Why not just ask the AI to debug the code directly?
A direct 'fix this bug' prompt causes the model to anchor on the first plausible explanation — typically the most obvious surface symptom. The Error Detective forces exhaustive hypothesis generation before any fix is attempted, exactly as a scientist would enumerate hypotheses before testing. This prevents the 'fixed the symptom, not the cause' failure pattern.
When does Tree of Thoughts add value over just ranking CoT hypotheses?
Ranking hypotheses is linear — it produces a priority order but doesn't stress-test each one. Tree of Thoughts branches each hypothesis into evidence for, evidence against, and a specific test. This forces the model to argue against each hypothesis as vigorously as it argues for it, which is the only reliable way to prune false positives before investing in debugging.
What does Reflexion catch that code review doesn't?
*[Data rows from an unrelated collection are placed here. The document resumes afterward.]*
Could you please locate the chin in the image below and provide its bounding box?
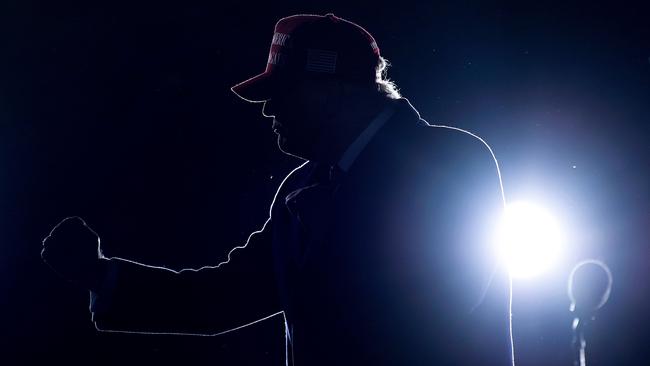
[278,135,309,160]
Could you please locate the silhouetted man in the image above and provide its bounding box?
[43,14,511,365]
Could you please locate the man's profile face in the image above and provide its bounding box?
[262,81,327,159]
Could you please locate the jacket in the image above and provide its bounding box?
[91,99,512,366]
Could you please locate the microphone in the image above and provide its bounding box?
[568,259,613,366]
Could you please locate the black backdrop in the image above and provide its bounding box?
[0,1,650,365]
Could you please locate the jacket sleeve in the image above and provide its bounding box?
[90,218,281,334]
[90,163,307,335]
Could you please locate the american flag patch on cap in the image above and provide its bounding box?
[305,49,338,74]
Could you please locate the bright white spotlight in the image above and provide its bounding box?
[499,202,563,278]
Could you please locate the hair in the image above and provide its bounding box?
[375,56,402,99]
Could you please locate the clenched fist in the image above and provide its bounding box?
[41,216,106,291]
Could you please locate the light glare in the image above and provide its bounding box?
[499,202,562,278]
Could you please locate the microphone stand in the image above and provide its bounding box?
[571,305,595,366]
[569,259,613,366]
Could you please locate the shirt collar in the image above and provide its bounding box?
[338,103,395,172]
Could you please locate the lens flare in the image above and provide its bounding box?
[498,202,563,278]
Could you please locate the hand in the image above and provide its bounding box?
[41,216,106,291]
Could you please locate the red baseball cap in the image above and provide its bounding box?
[231,14,379,103]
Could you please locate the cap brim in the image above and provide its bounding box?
[230,72,275,103]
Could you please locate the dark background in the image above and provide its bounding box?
[0,1,650,365]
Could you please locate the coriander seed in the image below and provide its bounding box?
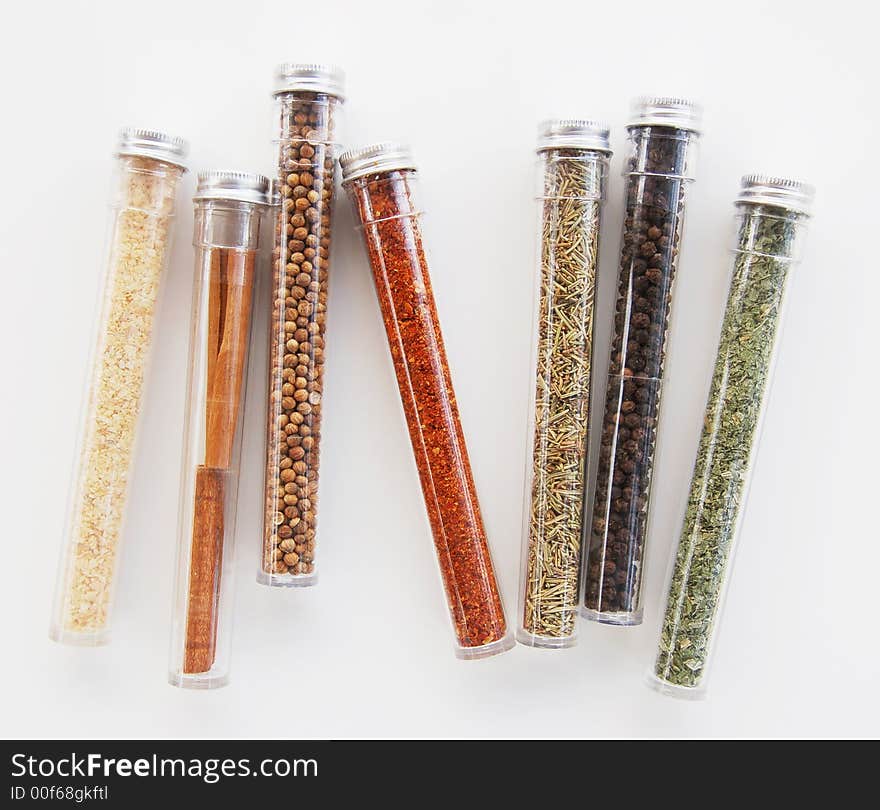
[257,64,343,587]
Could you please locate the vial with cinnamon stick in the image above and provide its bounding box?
[169,171,271,689]
[339,143,513,658]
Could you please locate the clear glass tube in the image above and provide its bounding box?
[340,146,513,658]
[581,101,697,625]
[649,176,812,698]
[49,130,186,646]
[257,66,342,587]
[516,122,610,648]
[169,172,269,689]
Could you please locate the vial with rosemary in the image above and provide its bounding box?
[581,97,700,625]
[339,143,514,658]
[257,63,344,587]
[516,120,611,648]
[169,170,271,689]
[49,129,187,646]
[649,174,813,698]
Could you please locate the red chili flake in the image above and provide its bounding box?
[348,171,507,648]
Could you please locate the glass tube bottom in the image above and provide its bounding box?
[580,605,643,627]
[516,627,577,650]
[455,635,516,661]
[257,568,318,588]
[49,624,110,647]
[645,671,706,700]
[168,672,229,689]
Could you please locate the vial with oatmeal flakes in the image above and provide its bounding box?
[49,129,187,646]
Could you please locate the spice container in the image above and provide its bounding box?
[257,64,344,587]
[581,98,699,625]
[169,171,270,689]
[649,175,813,697]
[517,120,611,647]
[339,143,513,658]
[49,129,187,646]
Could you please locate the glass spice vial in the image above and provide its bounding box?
[339,143,514,659]
[581,98,700,625]
[516,120,611,648]
[257,64,344,587]
[49,129,187,646]
[648,174,813,698]
[169,171,270,689]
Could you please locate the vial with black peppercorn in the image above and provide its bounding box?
[581,98,699,625]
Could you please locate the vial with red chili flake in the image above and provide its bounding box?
[257,63,344,587]
[339,143,514,658]
[581,97,700,625]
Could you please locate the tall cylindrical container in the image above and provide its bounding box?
[49,129,187,646]
[581,98,699,625]
[339,143,513,658]
[257,64,344,587]
[169,171,270,689]
[649,175,813,698]
[516,120,611,648]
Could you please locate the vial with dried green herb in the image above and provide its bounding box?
[517,120,611,648]
[649,175,813,697]
[581,98,700,625]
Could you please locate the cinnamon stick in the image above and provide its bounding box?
[183,466,228,674]
[184,248,256,674]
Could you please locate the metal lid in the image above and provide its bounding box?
[116,127,189,170]
[538,118,611,154]
[627,96,703,133]
[193,169,272,205]
[736,174,816,216]
[339,141,416,183]
[272,62,345,101]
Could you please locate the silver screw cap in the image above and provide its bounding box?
[736,174,816,216]
[627,96,703,133]
[193,169,272,205]
[272,62,345,101]
[339,141,416,183]
[116,127,189,170]
[538,118,611,154]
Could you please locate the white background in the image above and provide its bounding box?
[0,0,880,738]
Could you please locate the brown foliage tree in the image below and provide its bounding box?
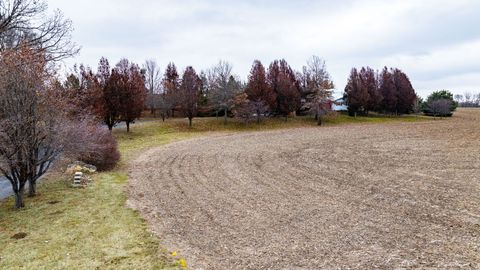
[379,67,398,114]
[142,60,162,117]
[344,68,370,116]
[178,67,202,127]
[359,67,382,114]
[108,59,147,132]
[245,60,277,114]
[0,47,93,208]
[267,59,301,120]
[298,56,334,121]
[207,61,241,124]
[233,93,268,124]
[162,63,180,117]
[392,69,417,114]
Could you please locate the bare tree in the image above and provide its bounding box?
[207,61,240,124]
[412,96,423,117]
[0,0,80,62]
[233,93,269,124]
[428,98,452,117]
[300,56,334,122]
[142,60,162,117]
[0,48,66,208]
[178,67,202,127]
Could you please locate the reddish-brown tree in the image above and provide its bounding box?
[91,57,121,130]
[162,63,180,117]
[359,67,382,114]
[267,59,301,120]
[379,67,398,113]
[392,68,417,114]
[108,59,147,132]
[178,67,202,127]
[344,68,370,116]
[245,60,277,116]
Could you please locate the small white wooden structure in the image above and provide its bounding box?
[73,172,83,186]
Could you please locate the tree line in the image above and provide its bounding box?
[344,67,417,116]
[143,56,334,125]
[454,91,480,108]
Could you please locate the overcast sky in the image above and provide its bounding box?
[48,0,480,96]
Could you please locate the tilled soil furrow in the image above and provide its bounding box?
[130,110,480,269]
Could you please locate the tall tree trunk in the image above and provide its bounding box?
[223,108,228,125]
[28,180,37,197]
[15,186,25,209]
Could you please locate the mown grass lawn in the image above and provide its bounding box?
[0,115,426,269]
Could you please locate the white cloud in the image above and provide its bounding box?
[49,0,480,95]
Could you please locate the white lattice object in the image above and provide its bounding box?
[73,172,83,185]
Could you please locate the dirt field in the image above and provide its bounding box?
[129,110,480,269]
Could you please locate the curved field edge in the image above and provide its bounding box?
[0,113,434,269]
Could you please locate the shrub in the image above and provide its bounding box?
[422,90,458,116]
[78,125,120,171]
[63,119,120,171]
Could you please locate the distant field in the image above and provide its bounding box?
[129,109,480,269]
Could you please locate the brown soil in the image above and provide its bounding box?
[129,110,480,269]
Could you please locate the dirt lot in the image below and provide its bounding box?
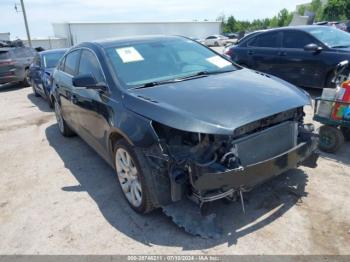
[0,83,350,254]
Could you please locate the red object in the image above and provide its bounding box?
[332,80,350,120]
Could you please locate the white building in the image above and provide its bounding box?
[52,22,221,46]
[0,33,10,41]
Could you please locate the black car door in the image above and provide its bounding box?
[246,31,282,76]
[55,50,80,130]
[280,30,328,87]
[74,49,110,159]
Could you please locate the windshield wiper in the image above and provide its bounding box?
[332,45,350,48]
[132,69,235,89]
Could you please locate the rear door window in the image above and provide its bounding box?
[63,50,80,76]
[0,51,10,60]
[283,31,316,49]
[248,32,281,48]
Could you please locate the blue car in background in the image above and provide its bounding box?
[29,49,67,107]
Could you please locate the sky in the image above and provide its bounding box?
[0,0,311,39]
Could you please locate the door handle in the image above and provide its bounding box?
[71,94,78,104]
[277,51,287,56]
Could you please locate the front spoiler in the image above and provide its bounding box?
[191,139,318,192]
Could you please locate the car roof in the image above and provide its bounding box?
[39,48,68,55]
[83,35,185,48]
[250,25,325,33]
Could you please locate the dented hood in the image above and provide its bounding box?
[124,69,310,135]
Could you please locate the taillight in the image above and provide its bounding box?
[0,60,15,66]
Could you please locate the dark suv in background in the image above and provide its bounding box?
[0,44,36,86]
[224,26,350,88]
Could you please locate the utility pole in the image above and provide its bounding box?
[15,0,32,47]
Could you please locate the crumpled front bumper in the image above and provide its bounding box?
[191,137,318,192]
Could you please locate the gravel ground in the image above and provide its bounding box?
[0,83,350,254]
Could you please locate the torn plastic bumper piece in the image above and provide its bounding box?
[191,139,318,192]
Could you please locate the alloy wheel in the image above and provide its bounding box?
[55,101,64,133]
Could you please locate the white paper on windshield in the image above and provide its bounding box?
[115,46,144,63]
[207,55,231,68]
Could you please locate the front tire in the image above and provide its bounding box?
[54,100,75,137]
[319,125,344,153]
[340,126,350,141]
[114,139,154,214]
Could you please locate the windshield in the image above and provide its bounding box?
[305,26,350,47]
[43,52,65,68]
[106,38,236,87]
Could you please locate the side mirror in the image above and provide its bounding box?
[304,44,323,52]
[72,74,107,92]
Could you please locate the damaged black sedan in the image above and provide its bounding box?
[51,36,318,238]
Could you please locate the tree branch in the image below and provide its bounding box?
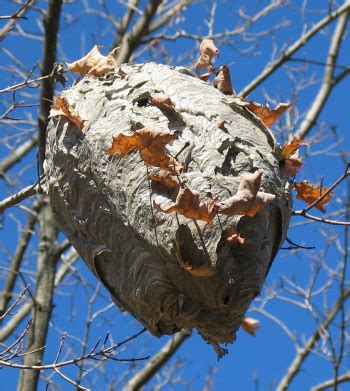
[123,329,191,391]
[294,0,350,139]
[0,200,41,316]
[277,288,350,391]
[238,1,350,96]
[118,0,162,64]
[0,0,36,42]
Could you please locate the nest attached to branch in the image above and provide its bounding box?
[45,63,291,356]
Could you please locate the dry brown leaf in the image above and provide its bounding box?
[154,183,216,225]
[149,170,180,189]
[246,101,292,127]
[67,45,119,76]
[215,119,227,130]
[226,234,245,246]
[293,181,333,213]
[108,126,182,173]
[280,137,305,176]
[281,137,306,160]
[196,39,219,70]
[213,65,236,95]
[241,318,260,336]
[215,170,275,217]
[198,72,212,81]
[280,152,304,176]
[50,96,85,131]
[149,96,174,111]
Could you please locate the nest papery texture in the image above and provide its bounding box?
[45,63,291,354]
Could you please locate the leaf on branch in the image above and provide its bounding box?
[108,126,182,173]
[196,39,219,71]
[213,65,234,95]
[154,183,216,225]
[215,170,275,217]
[293,181,333,213]
[281,137,306,160]
[246,101,292,127]
[149,170,181,189]
[226,234,245,246]
[280,137,306,176]
[280,152,304,176]
[215,119,227,130]
[50,96,85,131]
[67,45,119,76]
[198,72,213,81]
[241,318,260,336]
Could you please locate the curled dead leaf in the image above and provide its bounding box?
[149,96,174,110]
[154,183,216,225]
[280,152,304,176]
[246,101,292,127]
[226,234,245,246]
[293,181,333,213]
[149,170,181,189]
[50,96,85,131]
[280,137,306,176]
[215,119,227,130]
[281,137,306,159]
[241,318,260,336]
[67,45,119,76]
[175,224,214,277]
[215,170,275,217]
[196,39,219,70]
[108,126,182,173]
[198,72,212,81]
[213,65,236,95]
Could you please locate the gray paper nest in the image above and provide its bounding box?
[45,63,291,355]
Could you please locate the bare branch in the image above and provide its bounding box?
[123,329,191,391]
[310,372,350,391]
[0,0,36,42]
[238,0,350,96]
[295,1,350,139]
[277,288,350,391]
[118,0,162,64]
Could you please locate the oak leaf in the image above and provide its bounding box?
[196,39,219,70]
[280,137,306,176]
[215,119,227,130]
[293,181,333,213]
[280,152,304,176]
[149,96,174,111]
[281,137,306,159]
[213,65,236,95]
[241,318,260,336]
[108,126,182,173]
[50,96,85,131]
[149,170,180,189]
[246,101,292,127]
[215,170,275,217]
[154,183,216,225]
[198,72,212,81]
[67,45,119,76]
[226,234,245,246]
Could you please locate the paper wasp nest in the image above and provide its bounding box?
[45,63,291,354]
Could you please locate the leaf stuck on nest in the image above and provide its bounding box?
[215,170,275,217]
[196,39,219,70]
[246,101,292,127]
[108,126,182,173]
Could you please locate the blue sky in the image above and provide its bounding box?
[0,0,350,391]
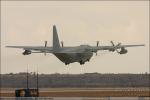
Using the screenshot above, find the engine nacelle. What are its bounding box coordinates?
[119,48,128,54]
[109,49,115,52]
[22,50,31,55]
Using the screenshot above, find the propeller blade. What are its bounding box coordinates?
[45,41,47,47]
[96,41,99,47]
[61,41,64,47]
[44,41,47,56]
[110,41,115,46]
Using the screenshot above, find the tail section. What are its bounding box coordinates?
[53,25,61,51]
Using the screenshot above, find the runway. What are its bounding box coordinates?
[0,87,150,98]
[0,97,150,100]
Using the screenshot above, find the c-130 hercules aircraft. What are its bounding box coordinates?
[7,25,144,65]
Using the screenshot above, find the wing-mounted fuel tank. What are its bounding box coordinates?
[22,50,31,55]
[119,47,128,54]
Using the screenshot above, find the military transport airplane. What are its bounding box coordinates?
[6,25,144,65]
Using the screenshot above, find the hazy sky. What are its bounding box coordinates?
[1,1,149,74]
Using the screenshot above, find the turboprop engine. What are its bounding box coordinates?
[22,50,31,55]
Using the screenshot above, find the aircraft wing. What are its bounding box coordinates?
[6,46,53,53]
[93,44,145,50]
[91,43,145,54]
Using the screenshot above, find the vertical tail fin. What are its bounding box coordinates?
[53,25,60,51]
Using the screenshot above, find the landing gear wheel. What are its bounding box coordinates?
[65,62,69,65]
[80,61,85,65]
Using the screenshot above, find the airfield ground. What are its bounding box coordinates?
[0,87,150,97]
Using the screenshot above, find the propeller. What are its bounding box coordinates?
[44,41,47,56]
[96,41,99,47]
[61,41,64,47]
[110,41,121,54]
[95,41,99,56]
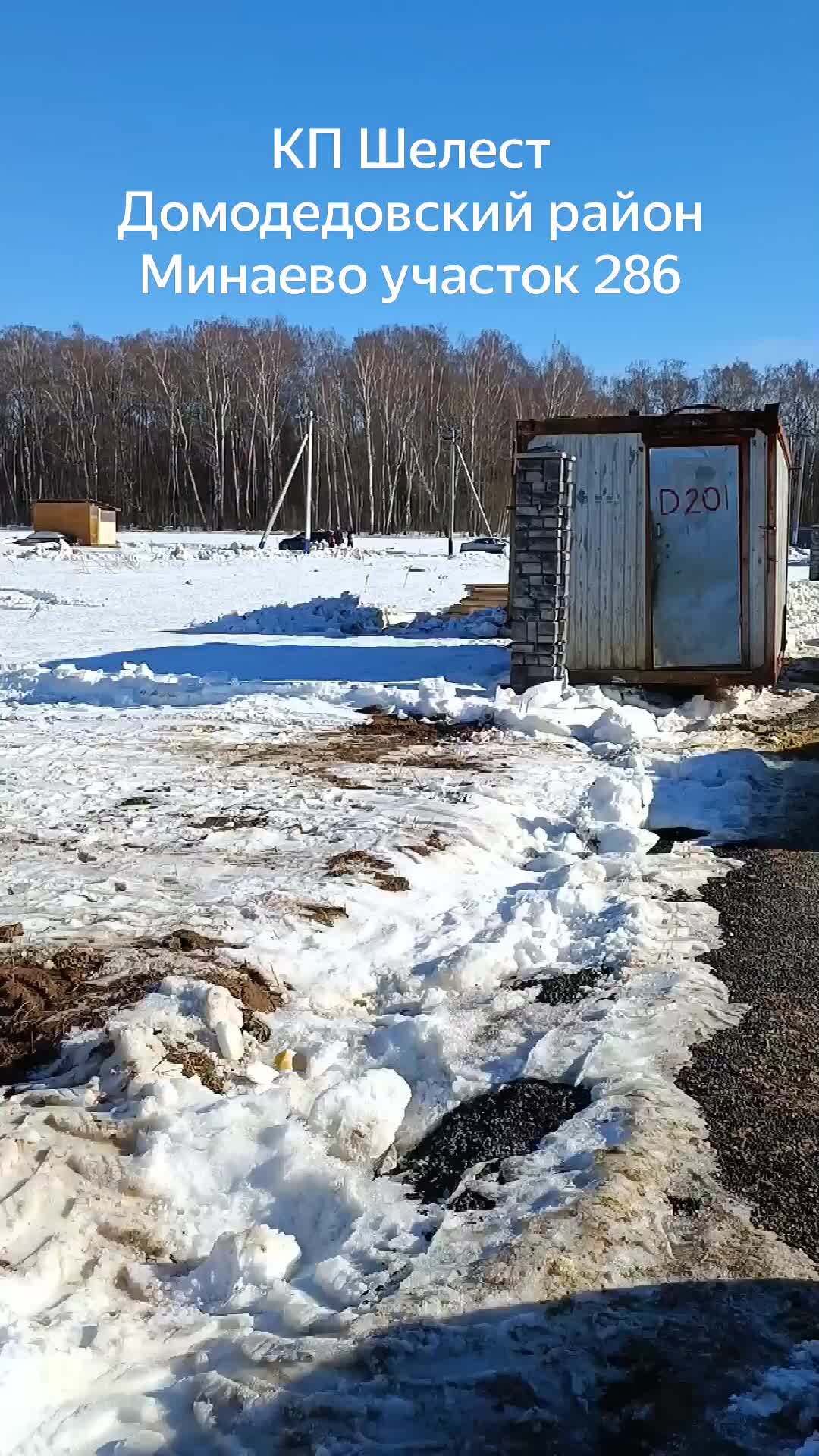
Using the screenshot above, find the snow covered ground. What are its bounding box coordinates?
[0,535,819,1456]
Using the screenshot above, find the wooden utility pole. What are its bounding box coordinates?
[305,410,315,541]
[441,425,460,556]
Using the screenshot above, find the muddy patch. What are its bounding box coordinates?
[206,708,497,791]
[0,932,283,1086]
[326,849,410,893]
[0,946,160,1084]
[394,1078,592,1209]
[512,965,613,1006]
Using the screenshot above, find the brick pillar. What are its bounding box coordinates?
[509,446,574,693]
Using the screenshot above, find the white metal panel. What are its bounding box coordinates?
[532,434,645,673]
[746,429,768,668]
[648,444,742,668]
[773,440,790,654]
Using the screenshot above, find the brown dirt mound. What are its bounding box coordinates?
[0,949,283,1086]
[326,849,410,891]
[0,946,158,1084]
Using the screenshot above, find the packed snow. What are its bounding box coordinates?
[0,535,819,1456]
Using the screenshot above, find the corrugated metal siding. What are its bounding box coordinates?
[532,434,645,673]
[748,429,768,668]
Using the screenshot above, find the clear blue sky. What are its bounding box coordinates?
[0,0,819,372]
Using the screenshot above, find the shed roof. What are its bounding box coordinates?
[516,405,790,463]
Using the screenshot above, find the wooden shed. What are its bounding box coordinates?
[510,405,790,686]
[33,500,117,546]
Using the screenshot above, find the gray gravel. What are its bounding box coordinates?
[679,798,819,1261]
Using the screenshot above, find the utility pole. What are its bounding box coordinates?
[305,410,315,540]
[259,435,307,548]
[441,425,460,556]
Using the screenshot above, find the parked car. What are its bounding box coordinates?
[278,532,332,551]
[460,536,506,556]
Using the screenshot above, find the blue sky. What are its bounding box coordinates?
[0,0,819,372]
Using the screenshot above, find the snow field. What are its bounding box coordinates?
[0,541,819,1456]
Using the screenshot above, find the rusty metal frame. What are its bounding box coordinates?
[510,405,791,687]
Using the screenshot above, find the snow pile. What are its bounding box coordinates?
[392,607,509,639]
[726,1339,819,1456]
[188,592,386,636]
[787,581,819,657]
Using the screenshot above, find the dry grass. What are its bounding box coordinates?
[201,708,488,791]
[403,828,447,859]
[165,1041,226,1092]
[326,849,410,891]
[98,1223,165,1264]
[293,900,347,927]
[0,932,284,1084]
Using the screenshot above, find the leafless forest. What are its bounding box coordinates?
[0,320,819,533]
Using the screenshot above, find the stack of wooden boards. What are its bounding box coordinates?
[447,581,509,617]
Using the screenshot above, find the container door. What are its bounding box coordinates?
[648,446,742,668]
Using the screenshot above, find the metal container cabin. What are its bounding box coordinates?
[32,500,117,546]
[510,405,790,686]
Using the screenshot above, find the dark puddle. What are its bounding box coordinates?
[392,1078,592,1211]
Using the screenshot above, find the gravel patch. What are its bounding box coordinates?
[679,845,819,1261]
[394,1078,592,1207]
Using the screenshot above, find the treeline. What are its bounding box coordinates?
[0,320,819,533]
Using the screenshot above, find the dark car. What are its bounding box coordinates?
[278,532,335,551]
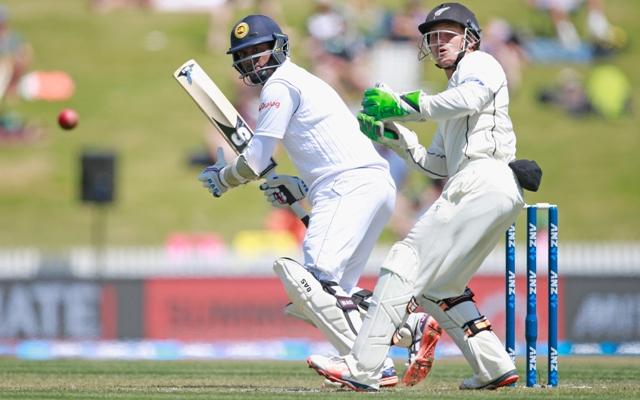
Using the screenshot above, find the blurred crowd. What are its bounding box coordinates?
[0,0,631,247]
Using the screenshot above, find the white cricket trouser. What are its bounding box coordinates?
[303,168,396,294]
[403,159,524,300]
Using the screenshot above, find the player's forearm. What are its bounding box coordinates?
[405,145,447,179]
[420,81,493,121]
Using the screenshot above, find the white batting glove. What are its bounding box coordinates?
[198,147,229,197]
[260,175,309,208]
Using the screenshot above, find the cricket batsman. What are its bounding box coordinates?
[199,15,440,386]
[307,3,542,391]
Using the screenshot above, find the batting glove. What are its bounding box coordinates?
[362,83,424,121]
[198,147,229,197]
[260,175,309,208]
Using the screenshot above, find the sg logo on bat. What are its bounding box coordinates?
[229,118,252,148]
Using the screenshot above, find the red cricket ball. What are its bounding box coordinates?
[58,108,79,130]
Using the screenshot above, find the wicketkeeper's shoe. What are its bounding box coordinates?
[380,357,399,387]
[402,313,442,386]
[460,369,519,390]
[307,355,380,392]
[322,357,400,388]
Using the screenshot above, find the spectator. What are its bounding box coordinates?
[307,0,368,96]
[369,0,427,90]
[0,6,33,100]
[528,0,613,48]
[0,6,40,141]
[480,18,528,93]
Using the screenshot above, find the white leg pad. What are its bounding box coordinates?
[273,258,362,355]
[419,296,515,382]
[284,303,315,326]
[352,242,418,372]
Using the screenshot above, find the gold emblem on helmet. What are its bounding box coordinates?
[233,22,249,39]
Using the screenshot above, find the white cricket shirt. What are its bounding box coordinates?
[420,51,516,177]
[255,59,389,190]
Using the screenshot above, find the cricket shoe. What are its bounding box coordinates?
[322,357,399,388]
[459,369,519,390]
[402,313,442,386]
[307,355,380,392]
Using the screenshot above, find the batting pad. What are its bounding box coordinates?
[273,258,362,355]
[419,296,515,382]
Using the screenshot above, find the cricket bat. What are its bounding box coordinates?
[173,60,309,226]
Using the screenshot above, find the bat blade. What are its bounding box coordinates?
[173,60,253,154]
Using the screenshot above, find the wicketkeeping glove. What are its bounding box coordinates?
[198,147,229,197]
[260,175,309,208]
[357,112,419,158]
[362,83,424,121]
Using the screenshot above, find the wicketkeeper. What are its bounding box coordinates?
[308,3,541,390]
[200,15,440,386]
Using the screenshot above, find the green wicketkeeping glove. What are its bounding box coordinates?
[362,84,422,121]
[357,112,398,144]
[357,112,422,158]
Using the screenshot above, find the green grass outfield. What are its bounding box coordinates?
[0,357,640,399]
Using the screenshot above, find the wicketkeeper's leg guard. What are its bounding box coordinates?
[273,258,362,355]
[418,288,515,382]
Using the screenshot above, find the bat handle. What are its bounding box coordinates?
[289,202,309,227]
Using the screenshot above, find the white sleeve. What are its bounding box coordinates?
[255,79,300,139]
[409,130,448,179]
[420,79,494,121]
[420,52,507,120]
[242,134,279,174]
Standard code review asks 'does this code look correct?'. Reflexion asks 'does this fix solve the root cause, what could it break elsewhere, and what tests should validate the repair?'. It's a post-fix audit that explicitly questions whether the fix is complete — not just syntactically correct.
Can this flow be used for non-code bugs?
Yes. The flow works for any system error: database query failures, infrastructure incidents, process breakdowns, data quality issues, and logical errors in business workflows. The terminology adjusts (environment/inputs/state/logic applies to any system), but the three-step reasoning structure is domain-agnostic.
What context should I provide in the initial prompt?
For best results, provide: the exact error message or observed behavior, the expected behavior, the last change made before the error appeared, the environment details (OS, runtime version, relevant dependencies), and any previous attempts to fix it (and why they didn't work). More context produces better hypothesis coverage in Step 1.